Les principaux points de l'accord Iran-Etats-Unis

Les Etats-Unis commenceront "immédiatement" à lever leur blocus des ports iraniens qu'ils avaient mis en place le 13 avril, et y mettront complètement fin dans un délai de 30 jours. (AFP)
Les Etats-Unis commenceront "immédiatement" à lever leur blocus des ports iraniens qu'ils avaient mis en place le 13 avril, et y mettront complètement fin dans un délai de 30 jours. (AFP)
Short Url
  • Les Etats-Unis, l'Iran et leurs alliés respectifs "déclarent la cessation immédiate et permanente des opérations militaires sur tous les fronts, y compris au Liban"
  • Ils s'engagent "à ne pas initier de guerre ou d'opération militaire l'un contre l'autre et à s'abstenir de la menace ou de l'usage de la force l'un contre l'autre, tout en garantissant l'intégrité territoriale et la souveraineté du Liban"

TEHERAN: Voici les principaux points du protocole d'accord signé entre les Etats-Unis et l'Iran pour mettre fin à la guerre au Moyen-orient, dont le contenu a été rendu public par Washington et Téhéran:

Cessation permanente des hostilités 

Les Etats-Unis, l'Iran et leurs alliés respectifs "déclarent la cessation immédiate et permanente des opérations militaires sur tous les fronts, y compris au Liban".

Ils s'engagent "à ne pas initier de guerre ou d'opération militaire l'un contre l'autre et à s'abstenir de la menace ou de l'usage de la force l'un contre l'autre, tout en garantissant l'intégrité territoriale et la souveraineté du Liban".

Accord final sous 60 jours 

L'Iran et les Etats-Unis "s'engagent à négocier et à conclure l'accord final dans un délai maximum de 60 jours, extensible d'un commun accord".

Levée du blocus naval américain 

Les Etats-Unis commenceront "immédiatement" à lever leur blocus des ports iraniens qu'ils avaient mis en place le 13 avril, et y mettront complètement fin dans un délai de 30 jours.

Les Etats-Unis s'engagent en outre "à retirer leurs forces des abords de la République islamique d'Iran dans les 30 jours suivant l'accord final".

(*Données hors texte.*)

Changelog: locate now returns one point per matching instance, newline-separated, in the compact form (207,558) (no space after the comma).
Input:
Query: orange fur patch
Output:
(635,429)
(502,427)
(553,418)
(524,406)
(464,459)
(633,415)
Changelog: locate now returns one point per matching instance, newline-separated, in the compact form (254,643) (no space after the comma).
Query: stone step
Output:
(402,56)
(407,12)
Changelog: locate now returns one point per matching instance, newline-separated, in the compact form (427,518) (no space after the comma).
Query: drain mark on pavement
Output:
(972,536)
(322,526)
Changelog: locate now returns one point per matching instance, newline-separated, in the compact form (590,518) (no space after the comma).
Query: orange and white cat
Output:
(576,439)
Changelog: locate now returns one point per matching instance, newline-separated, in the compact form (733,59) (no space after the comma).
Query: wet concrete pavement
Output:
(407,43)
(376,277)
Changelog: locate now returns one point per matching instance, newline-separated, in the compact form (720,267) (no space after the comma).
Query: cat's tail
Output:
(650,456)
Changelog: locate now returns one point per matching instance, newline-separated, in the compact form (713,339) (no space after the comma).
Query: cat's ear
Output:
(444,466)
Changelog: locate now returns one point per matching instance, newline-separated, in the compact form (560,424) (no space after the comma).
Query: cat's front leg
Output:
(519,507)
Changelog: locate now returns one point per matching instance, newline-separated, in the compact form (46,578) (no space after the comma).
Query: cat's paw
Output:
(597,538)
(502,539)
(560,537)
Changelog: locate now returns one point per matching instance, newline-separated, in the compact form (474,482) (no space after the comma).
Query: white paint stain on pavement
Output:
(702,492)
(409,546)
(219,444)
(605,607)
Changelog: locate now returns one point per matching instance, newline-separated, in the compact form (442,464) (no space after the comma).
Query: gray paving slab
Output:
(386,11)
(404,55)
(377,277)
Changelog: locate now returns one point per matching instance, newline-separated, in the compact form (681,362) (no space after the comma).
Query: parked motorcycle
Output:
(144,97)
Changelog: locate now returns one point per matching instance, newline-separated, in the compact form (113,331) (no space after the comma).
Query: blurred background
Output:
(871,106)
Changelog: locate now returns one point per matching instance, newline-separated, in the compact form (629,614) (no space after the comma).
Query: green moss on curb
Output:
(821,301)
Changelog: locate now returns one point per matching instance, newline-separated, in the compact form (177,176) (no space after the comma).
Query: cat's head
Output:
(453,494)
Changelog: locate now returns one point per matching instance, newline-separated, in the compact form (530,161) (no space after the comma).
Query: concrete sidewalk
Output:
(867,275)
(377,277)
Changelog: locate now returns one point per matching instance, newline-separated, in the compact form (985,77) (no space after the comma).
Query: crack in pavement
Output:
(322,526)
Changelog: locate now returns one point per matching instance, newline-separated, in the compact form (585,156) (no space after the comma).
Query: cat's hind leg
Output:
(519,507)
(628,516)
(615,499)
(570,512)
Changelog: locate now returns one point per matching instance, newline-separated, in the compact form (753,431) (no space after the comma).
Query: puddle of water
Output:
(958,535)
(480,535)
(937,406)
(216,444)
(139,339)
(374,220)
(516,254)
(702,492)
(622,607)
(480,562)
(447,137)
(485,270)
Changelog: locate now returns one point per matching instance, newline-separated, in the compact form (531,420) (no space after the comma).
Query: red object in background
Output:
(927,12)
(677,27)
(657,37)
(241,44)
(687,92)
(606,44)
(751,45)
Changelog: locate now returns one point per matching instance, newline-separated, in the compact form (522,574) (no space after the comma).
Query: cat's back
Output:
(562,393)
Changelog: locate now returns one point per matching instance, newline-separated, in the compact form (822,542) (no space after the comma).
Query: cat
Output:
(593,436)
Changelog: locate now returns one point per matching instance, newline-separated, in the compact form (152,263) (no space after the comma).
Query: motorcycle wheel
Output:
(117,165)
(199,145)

Réouverture du détroit d'Ormuz 

L'Iran s'engage à "assurer la sécurité du passage des navires commerciaux, sans frais pendant 60 jours uniquement, du golfe Persique vers la mer d'Oman, et inversement. Le trafic des navires commerciaux commencera immédiatement" et sera pleinement rétabli dans un délai de 30 jours, une fois le détroit d'Ormuz déminé.

Plan de 300 milliards de dollars pour l'Iran 

Les Etats-Unis et leurs partenaires régionaux élaboreront un plan "d'un montant d'au moins 300 milliards de dollars, destiné à la reconstruction et au développement économique" de l'Iran.

Levée des sanctions 

Les Etats-Unis "s'engagent à mettre fin à tous les types de sanctions" unilatérales et internationales contre l'Iran, selon un calendrier qui sera convenu dans l'accord final.

En attendant, les Etats-Unis "s'engagent à rendre pleinement disponibles et utilisables les fonds et avoirs de la République islamique d'Iran gelés ou soumis à des restrictions dès la mise en œuvre du présent protocole d'accord".

De façon immédiate et jusqu'à la levée des sanctions, le département du Trésor américain délivrera "des dérogations pour l'exportation de pétrole brut iranien, de produits pétroliers et dérivés, ainsi que pour tous les services associés, y compris les transactions bancaires, les assurances, le transport, etc".

Nucléaire 

L'Iran réaffirme qu'il "ne se procurera ni ne développera d'armes nucléaires".

Le sort de l'uranium enrichi accumulé par l'Iran sera réglé "selon un mécanisme qui sera convenu mutuellement (...) la méthodologie a minima consistant en une méthode de dilution sur place sous la supervision de l'AIEA" (Agence internationale de l'énergie atomique).

En attendant cet accord final, l'Iran "maintiendra le statu quo actuel de son programme nucléaire", et les Etats-Unis "n'imposeront aucune nouvelle sanction et ne déploieront pas de forces supplémentaires dans la région".

Signature 

Selon le Premier ministre pakistanais Shehbaz Sharif, dont la médiation a été cruciale, l'accord a été signé électroniquement et à distance jeudi, heure d'Islamabad, par les présidents iranien Massoud Pezeshkian et américain Donald Trump.

Une cérémonie de signature est confirmée vendredi en Suisse "pour commémorer cet événement marquant et donner le coup d'envoi des discussions techniques".

Résolution de l'ONU 

L'accord final sera entériné par une résolution contraignante du Conseil de sécurité de l'ONU.